Northern Ireland

Poots meets Belfast Trust heads over pseudomonas review

The neo-natal unit at the Royal under went a deep clean
Neonatal units in Northern Ireland hospitals have undergone a deep clean

Health Minister Edwin Poots has met the chief executive and chair of the Belfast Trust to discuss the findings of an interim report on the pseudomonas outbreak.

The Regulation and Quality Improvement Authority (RQIA) is investigating the four deaths at hospitals in Belfast and Londonderry in December and January.

It said the Belfast Health Trust should have declared the outbreak sooner, and criticised a lack of communication between health officials.

The review team also found there was no common approach across neonatal units for declaring an outbreak.

Mr Poots told the BBC on Wednesday: "I think the Belfast Trust has answers to give, and I will be challenging them on these issues.

"I think that it's vitally important that whenever letters go from chief medical officers, they're taken seriously and they're responded to in a timely and appropriate fashion."

He was speaking after the RQIA interim report was presented to the health committee at Stormont.

The independent review team, led by Prof Pat Troop, concluded that the bug was linked to water from contaminated taps in neonatal units.

They found that a lack of co-ordination between staff in health trusts during the outbreak may have impacted on how decisions were made.

The team said it believed the most likely way the bug spread to babies was the use of tap water in washing during nappy changes.

It has recommended that in future only sterile water is used for washing babies in neonatal units.

The review also said that a nurse reported a leaking roof in the Royal Jubilee Maternity's neonatal unit six days after a baby was diagnosed with pseudomonas.

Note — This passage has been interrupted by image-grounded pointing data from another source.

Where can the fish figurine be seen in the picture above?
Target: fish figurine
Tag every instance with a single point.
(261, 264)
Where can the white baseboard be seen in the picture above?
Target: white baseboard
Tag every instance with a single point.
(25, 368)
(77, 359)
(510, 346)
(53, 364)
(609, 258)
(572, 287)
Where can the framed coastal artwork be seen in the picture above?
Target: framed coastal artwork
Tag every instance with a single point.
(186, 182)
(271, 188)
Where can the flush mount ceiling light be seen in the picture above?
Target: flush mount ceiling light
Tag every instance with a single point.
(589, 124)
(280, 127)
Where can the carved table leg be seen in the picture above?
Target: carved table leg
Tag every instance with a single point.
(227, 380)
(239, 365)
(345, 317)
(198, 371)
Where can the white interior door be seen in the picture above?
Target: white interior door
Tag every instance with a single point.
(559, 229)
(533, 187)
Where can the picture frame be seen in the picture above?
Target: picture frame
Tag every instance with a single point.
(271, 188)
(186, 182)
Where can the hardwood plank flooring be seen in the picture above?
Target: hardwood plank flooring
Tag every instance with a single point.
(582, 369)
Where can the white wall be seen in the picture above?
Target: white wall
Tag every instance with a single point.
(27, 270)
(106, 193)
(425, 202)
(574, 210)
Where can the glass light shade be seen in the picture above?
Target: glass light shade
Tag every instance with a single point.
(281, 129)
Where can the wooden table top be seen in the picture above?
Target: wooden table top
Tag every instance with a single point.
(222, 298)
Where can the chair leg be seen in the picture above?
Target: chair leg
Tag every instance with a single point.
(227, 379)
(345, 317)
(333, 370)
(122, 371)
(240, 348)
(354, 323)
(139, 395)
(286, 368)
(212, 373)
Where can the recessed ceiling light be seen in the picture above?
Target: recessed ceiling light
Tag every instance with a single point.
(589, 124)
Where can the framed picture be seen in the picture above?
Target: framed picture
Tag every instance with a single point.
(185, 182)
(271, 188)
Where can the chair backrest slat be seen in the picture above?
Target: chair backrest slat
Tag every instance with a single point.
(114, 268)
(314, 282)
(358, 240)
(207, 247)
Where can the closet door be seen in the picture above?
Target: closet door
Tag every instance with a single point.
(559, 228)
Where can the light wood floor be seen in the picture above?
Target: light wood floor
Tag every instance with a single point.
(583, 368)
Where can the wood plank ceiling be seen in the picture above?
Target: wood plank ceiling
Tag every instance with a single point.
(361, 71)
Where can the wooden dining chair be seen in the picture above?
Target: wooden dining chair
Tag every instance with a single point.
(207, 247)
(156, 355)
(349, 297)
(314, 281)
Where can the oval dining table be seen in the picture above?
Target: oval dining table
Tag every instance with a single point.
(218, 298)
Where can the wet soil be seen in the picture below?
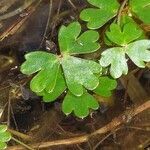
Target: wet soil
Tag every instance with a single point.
(27, 114)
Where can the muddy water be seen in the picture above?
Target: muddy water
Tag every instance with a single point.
(22, 29)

Prof Hugh Pennington, an emeritus professor of bacteriology at the University of Aberdeen, is a leading expert in pseudomonas.

Prof Pat Troop said her team would examine whether some of the deaths were preventable

Commenting on the interim report, he said: "It shows there were various things that could have been done that weren't done.

"I think part of the problem was that people were not taking pseudomonas seriously enough despite the fact we knew it was very nasty for these very vulnerable young kids.

"Prof Troop was right when she said that if action had been taken earlier then things might have been less tragic."

He said part of the problem was that people in Northern Ireland and elsewhere were not taking pseudomonas as seriously as they should have been.

"That is one of the recommendations of the report that we have pseudomonas put into the same category as MRSA and C Diff as an alert organism which as soon as you find it the bells ring and you surge into action and I'm sure that is what will happen in the future," he added.

The first stage of the review addresses the causes and impact of the outbreak, and the full report is due by the end of May.

The interim report was welcomed by Dr Anne Kilgallen of the Western Health and Social Care Trust.

"The recommendations of this review will have a significant and beneficial impact on the care provided to babies in neonatal units throughout all our hospitals well into the future and will hopefully provide some comfort to those families that suffered a loss as a result of pseudomonas aerations infection," Dr Kilgallen said.

"There have been no further cases of infection since 10 December 2011 in the Western Trust and we are pleased to see learning gained from the actions of our staff at the time has been included as part of the recommendations put forward by the review team in this report."